Why are we so interested? HBI has been working with the Episcopal Church of St. John St. James in Roxbury on strategies for restoring and re-activating two historic buildings – St. Luke’s Chapel (1903) and Ionic Hall (1801). The parish, as reflected in its name, is a merger of two Roxbury churches that took place in the 1960s after circumstances required the two churches to find a new home. Together the new church built a modern addition to the federal period Ionic Hall in 1968, which isthe primary worship space of the parish to this day.
The 1960s sanctuary presents as a modern, airy, flexible space without the traditional processional focus on an altar. It is also decorated throughout with an intriguing assembly of historic items from the former parishes of St. John and St. James, like framed and backlit stained glass windows, a marble gothic baptismal font and two large hanging crosses with the crucified Jesus, presumably from the two parishes. However, it is the mid-20th century artwork that is distinctive to this space. An unknown artist’s work in wood panel religious imagery graces a considerable percentage of the wall space, but interspersed among this array of religious artifacts, are works by Crite.
St. John St. James’ fourteen Stations of the Cross are black and white prints that were painted in vibrant colors by Allan Rohan Crite. They are spread evenly around the new sanctuary’s perimeter. A larger painting of Jesus, the John and James as fisherman, the Prophet Elias and the Apostle James hangs on one of the walls in colorful blues and yellows.
Crite’s religious works often presented iconic Christian imagery overlaid onto contemporary city life.
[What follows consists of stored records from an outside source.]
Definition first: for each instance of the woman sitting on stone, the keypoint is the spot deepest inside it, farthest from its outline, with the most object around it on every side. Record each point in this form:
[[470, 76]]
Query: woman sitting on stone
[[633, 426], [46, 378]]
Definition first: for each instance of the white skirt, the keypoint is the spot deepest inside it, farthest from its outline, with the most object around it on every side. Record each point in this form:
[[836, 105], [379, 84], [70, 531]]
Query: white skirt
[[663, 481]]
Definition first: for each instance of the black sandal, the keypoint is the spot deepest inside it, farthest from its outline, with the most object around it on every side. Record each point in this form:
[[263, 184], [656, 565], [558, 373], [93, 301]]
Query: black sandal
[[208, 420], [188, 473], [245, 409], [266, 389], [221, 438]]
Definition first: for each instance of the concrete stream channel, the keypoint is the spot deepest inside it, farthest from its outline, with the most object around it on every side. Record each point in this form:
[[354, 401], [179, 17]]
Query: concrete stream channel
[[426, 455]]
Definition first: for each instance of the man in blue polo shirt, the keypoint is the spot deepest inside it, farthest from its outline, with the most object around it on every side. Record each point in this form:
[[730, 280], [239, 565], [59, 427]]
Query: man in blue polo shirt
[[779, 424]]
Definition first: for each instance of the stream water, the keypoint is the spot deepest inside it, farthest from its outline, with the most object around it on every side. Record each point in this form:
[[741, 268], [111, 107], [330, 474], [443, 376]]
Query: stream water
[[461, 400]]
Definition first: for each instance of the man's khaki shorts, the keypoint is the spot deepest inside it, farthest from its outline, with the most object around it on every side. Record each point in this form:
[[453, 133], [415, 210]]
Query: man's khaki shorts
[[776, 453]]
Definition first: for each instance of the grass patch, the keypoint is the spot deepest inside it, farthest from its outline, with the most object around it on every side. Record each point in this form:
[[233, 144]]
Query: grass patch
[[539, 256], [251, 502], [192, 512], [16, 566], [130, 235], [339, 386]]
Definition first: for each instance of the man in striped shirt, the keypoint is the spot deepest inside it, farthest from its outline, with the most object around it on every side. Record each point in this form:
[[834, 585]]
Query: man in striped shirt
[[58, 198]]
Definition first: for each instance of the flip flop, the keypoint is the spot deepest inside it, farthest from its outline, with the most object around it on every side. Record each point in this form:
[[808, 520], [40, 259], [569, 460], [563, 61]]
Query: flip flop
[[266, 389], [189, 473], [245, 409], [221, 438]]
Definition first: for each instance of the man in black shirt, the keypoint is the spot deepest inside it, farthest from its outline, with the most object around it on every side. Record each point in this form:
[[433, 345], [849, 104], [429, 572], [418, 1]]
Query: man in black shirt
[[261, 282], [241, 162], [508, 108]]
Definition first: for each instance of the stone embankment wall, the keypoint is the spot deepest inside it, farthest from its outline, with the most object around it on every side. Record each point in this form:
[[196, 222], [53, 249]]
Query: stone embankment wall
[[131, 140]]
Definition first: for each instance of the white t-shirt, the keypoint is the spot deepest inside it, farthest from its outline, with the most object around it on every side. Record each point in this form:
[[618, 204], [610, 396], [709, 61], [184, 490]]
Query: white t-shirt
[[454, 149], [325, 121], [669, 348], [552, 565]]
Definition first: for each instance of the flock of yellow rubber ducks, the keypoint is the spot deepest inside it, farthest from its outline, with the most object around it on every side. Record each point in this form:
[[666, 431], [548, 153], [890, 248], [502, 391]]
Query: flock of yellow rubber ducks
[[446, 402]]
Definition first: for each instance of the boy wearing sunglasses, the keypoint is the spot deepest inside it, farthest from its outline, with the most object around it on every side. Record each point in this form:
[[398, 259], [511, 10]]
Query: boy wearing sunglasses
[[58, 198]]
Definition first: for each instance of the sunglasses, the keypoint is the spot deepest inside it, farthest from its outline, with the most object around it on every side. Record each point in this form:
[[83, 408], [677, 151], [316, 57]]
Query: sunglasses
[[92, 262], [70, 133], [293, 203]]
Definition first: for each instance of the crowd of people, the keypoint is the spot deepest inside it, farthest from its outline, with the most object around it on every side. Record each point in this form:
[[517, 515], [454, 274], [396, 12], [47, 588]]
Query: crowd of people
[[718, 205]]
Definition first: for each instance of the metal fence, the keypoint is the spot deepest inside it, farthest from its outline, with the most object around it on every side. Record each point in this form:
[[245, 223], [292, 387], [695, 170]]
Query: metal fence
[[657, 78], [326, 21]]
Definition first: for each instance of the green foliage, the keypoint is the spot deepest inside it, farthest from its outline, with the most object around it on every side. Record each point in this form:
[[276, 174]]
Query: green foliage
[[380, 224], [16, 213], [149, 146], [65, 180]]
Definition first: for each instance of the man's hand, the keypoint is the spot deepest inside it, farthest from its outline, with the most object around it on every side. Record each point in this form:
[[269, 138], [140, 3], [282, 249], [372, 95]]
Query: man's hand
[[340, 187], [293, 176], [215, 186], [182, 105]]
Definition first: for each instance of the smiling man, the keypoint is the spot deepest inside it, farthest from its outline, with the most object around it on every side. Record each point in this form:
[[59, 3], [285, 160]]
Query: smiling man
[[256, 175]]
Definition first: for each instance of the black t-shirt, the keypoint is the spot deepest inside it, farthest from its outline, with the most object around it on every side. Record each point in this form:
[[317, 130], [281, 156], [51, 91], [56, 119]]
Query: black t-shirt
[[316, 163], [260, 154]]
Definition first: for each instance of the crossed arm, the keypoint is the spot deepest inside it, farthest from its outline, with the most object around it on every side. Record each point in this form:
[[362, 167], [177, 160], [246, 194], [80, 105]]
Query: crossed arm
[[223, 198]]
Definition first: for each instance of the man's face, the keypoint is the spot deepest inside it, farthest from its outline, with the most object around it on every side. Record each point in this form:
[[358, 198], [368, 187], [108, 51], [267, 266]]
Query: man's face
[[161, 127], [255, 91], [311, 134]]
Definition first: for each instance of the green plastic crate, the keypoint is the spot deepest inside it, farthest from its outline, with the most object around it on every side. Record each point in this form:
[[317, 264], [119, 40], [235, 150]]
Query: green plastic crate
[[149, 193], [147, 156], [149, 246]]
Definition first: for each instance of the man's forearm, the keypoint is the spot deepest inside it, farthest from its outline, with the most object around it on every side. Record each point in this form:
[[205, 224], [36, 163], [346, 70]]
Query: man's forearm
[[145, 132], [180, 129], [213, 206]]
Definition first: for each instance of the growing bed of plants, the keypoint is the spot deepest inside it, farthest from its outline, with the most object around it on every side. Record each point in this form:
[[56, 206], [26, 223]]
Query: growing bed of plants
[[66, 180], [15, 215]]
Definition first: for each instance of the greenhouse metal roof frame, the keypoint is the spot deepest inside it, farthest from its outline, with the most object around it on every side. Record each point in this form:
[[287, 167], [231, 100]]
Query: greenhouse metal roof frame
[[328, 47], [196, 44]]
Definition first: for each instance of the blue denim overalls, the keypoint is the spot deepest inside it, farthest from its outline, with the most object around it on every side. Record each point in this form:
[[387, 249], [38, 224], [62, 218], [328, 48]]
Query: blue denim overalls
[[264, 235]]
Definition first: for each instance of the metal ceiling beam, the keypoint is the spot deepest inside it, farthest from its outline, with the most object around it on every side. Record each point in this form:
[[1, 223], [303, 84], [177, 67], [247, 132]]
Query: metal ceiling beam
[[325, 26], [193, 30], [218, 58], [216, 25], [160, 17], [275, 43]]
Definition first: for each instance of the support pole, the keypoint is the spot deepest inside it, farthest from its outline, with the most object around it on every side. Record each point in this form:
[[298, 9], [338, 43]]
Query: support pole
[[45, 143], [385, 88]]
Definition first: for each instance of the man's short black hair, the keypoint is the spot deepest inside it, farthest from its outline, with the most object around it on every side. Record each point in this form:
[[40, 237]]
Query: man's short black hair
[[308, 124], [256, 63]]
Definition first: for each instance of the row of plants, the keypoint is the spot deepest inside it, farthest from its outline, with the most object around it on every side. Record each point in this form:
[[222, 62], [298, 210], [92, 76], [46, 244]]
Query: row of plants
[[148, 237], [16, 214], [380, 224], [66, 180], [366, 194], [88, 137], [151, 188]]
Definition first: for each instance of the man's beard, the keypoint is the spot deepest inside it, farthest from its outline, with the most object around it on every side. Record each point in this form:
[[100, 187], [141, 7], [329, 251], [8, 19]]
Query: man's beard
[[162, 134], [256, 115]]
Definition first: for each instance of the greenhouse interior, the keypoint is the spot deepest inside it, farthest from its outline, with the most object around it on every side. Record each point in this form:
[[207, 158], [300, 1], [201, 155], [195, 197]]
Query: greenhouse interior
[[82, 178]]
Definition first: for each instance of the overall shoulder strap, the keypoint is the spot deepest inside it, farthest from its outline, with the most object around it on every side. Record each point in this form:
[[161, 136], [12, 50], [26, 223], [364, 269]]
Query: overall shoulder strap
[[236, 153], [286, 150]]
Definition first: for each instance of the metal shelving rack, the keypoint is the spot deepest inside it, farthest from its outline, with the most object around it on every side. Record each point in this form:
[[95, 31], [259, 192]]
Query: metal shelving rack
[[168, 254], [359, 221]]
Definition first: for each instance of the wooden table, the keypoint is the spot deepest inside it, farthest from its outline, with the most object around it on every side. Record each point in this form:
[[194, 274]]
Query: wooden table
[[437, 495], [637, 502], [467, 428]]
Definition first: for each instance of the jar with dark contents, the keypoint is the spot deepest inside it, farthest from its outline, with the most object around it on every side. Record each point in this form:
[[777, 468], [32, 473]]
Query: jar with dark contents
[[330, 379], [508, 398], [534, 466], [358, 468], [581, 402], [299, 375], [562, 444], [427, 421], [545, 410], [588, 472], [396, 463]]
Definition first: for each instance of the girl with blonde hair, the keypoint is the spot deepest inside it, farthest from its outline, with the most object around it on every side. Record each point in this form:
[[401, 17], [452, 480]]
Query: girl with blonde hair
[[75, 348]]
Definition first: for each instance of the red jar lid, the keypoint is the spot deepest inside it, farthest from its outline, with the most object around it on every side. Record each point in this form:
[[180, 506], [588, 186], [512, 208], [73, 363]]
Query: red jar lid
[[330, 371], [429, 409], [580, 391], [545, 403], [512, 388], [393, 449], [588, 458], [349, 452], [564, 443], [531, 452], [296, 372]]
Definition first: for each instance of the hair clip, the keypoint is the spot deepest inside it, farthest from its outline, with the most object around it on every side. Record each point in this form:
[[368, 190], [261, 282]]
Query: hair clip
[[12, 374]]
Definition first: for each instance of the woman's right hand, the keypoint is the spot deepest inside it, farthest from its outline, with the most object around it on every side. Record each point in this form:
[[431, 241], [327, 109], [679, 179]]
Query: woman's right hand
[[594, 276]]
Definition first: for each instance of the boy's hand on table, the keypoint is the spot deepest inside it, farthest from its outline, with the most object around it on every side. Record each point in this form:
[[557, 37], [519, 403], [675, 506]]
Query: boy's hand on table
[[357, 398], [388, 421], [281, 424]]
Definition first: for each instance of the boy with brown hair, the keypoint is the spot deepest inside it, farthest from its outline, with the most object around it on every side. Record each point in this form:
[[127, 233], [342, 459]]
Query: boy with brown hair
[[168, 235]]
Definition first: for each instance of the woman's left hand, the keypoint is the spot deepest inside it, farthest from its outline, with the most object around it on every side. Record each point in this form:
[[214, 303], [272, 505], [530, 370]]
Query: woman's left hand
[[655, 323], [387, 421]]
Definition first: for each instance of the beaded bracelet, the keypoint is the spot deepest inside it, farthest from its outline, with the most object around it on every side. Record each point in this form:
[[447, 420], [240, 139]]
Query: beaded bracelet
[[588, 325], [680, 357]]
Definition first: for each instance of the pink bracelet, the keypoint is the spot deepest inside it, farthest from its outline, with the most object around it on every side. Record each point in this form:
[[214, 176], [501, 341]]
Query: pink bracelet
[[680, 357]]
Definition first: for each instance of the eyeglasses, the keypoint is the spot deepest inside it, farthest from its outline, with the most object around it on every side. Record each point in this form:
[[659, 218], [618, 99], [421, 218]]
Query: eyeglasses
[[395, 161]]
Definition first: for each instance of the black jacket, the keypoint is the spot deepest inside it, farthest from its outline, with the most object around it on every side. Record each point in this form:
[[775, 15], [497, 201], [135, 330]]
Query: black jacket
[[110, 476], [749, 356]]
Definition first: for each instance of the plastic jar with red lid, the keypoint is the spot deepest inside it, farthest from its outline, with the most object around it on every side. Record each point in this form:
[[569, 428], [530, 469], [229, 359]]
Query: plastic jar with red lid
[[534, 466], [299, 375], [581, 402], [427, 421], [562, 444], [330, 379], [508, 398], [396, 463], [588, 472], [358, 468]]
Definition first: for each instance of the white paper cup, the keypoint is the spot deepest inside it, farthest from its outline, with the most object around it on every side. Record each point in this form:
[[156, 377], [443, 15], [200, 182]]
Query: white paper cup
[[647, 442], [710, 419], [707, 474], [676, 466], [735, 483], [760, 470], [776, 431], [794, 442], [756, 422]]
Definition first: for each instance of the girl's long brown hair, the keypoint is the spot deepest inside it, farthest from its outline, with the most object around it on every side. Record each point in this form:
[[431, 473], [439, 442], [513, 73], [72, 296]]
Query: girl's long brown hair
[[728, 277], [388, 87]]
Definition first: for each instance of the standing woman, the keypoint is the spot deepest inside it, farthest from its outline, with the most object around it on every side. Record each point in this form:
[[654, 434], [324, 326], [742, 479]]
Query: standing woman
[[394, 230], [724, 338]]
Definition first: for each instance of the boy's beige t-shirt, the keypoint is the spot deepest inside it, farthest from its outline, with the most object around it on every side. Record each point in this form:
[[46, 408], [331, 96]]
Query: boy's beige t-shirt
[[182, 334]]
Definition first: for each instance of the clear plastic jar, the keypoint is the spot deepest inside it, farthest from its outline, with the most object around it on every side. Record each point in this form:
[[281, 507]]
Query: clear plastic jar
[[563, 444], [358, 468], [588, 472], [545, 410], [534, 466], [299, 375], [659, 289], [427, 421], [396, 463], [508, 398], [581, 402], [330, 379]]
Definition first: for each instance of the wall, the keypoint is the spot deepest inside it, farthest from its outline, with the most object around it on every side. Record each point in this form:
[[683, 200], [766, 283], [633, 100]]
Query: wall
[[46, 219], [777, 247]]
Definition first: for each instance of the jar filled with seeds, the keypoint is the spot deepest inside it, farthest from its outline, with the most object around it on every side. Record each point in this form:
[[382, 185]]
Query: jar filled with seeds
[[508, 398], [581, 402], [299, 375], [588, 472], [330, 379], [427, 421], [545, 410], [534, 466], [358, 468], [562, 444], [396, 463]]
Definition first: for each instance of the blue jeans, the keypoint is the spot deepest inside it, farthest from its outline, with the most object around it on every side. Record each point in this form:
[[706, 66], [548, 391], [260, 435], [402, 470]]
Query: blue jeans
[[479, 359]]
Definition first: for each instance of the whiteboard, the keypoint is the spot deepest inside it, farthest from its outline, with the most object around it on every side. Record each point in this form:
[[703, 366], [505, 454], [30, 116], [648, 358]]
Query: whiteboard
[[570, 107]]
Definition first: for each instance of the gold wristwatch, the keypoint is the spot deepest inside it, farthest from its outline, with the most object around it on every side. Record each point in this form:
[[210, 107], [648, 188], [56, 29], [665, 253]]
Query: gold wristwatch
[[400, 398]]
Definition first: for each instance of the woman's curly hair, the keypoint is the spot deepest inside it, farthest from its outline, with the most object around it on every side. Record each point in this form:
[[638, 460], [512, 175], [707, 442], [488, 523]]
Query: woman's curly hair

As he stated in his autobiography, “For a long time, I felt as far as the Church was concerned, that there was too much the impression of a mostly European institution, practically to the exclusion of anything else.” He frequently depicted the religious figures as black. At St. John St. James, however, in his painting of Jesus and the Apostles, race is difficult to ascertain. By comparison, the Stations of the Cross illustrate a more diverse expression of Jesus and the figures involved in the Christian procession.
Current parishioners are not sure how Crite’s works made their way to St. John St. James. The parish, whose members are predominantly African American, may have sought to engage new imagery for the merged congregations that reflected their own membership and expressed the work of one of Boston’s great African American artists.
A public square and park in Boston are named for Allan Rohan Crite, and many of his paintings are within the collections of great institutions like the Boston Athenaeum, the Museum of Fine Arts and the National Center of African American Artists. However, in the practice of the faith he valued so much, Crite’s contributions to the church of St. John St. James in Roxbury perhaps offer a glimpse of the way he saw his art used for worship and inspiration.